Today marks the 165th Anniversary of the Birth of Princess Beatrice, who was born on this day in 1857. The youngest daughter of Queen Victoria, she inherited some beautiful jewels, including Queen Victoria’s Sunray Fringe Tiara and Queen Victoria’s Strawberry Leaf Tiara, but today we are focusing on one of ehr mystery wedding gifts: The Diamond Star Tiara!
When Princess Beatrice married Prince Henry of Battenberg in 1885, she received a ‘diamond circlet and diamond stars’ as a Wedding gift from her mother, Queen Victoria, composed of five diamond stars on a diamond base. The Tiara was notably worn by Princess Beatrice on her Wedding Day at Osbourne House, with ‘diamond collet drop earrings, a diamond collet necklace with a very large diamond cross suspended from it, a diamond bee brooch, a diamond rose brooch, and a large diamond butterfly brooch’.
Princess Beatrice was pictured wearing the Diamond Star Tiara in a portrait and in a miniature painting done in the late 1880s or the early 1890s. The Stars would also be taken off their frame, as worn by the Princess in her hair in the portrait.

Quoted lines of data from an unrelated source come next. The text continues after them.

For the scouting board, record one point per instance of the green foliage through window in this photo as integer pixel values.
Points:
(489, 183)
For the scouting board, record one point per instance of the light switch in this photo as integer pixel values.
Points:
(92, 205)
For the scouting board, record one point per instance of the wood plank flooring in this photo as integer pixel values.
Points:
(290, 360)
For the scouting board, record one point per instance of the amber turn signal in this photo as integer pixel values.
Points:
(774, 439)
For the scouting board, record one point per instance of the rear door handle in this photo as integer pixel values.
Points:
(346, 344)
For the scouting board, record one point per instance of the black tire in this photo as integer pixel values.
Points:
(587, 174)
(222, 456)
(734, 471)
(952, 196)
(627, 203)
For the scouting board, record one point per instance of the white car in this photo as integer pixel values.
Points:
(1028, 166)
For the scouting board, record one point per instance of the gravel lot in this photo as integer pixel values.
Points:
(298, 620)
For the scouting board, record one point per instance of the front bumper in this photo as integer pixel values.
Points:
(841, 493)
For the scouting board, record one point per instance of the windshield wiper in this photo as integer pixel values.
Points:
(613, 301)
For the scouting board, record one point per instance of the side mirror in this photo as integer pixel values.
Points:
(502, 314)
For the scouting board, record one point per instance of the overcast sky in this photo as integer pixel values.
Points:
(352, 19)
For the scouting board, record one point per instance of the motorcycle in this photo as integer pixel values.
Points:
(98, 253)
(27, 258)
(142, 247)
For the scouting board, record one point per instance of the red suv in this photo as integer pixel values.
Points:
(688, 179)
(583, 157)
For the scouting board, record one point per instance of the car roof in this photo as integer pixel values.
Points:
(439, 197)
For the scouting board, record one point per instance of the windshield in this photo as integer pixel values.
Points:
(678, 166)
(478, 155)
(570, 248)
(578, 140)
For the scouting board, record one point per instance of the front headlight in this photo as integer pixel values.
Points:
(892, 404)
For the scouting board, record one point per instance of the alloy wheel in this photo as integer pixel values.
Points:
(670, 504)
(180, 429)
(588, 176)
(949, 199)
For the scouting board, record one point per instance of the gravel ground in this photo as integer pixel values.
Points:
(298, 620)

The eventual fate of the Diamond Star Tiara is unknown, as Princess Beatrice was not pictured wearing it after the 1890s. However, in 1892, Princess Beatrice accidentally set fire to her room as Heiligenberg Castle in Germany, the home of her parents-in-law, and lost many of her jewels, as described by her sister-in-law and niece, Princess Victoria, Marchioness of Milford Haven:
Aunt Beatrice’s losses were great, for the jewels she had in a little case in her bedroom were nearly all destroyed. The fine pearls, which had belonged to her Grandmother, the Duchess of Kent, were so damaged that they looked like parched peas. Some that were set in a bracelet looked all right, though their colour had turned grey from white, but when you rubbed them with your finger they dissolved into powdered chalk. A pair of lovely emerald drops were split in two. I am glad to say that Grandmama gave her another set of pearls to replace the lost ones.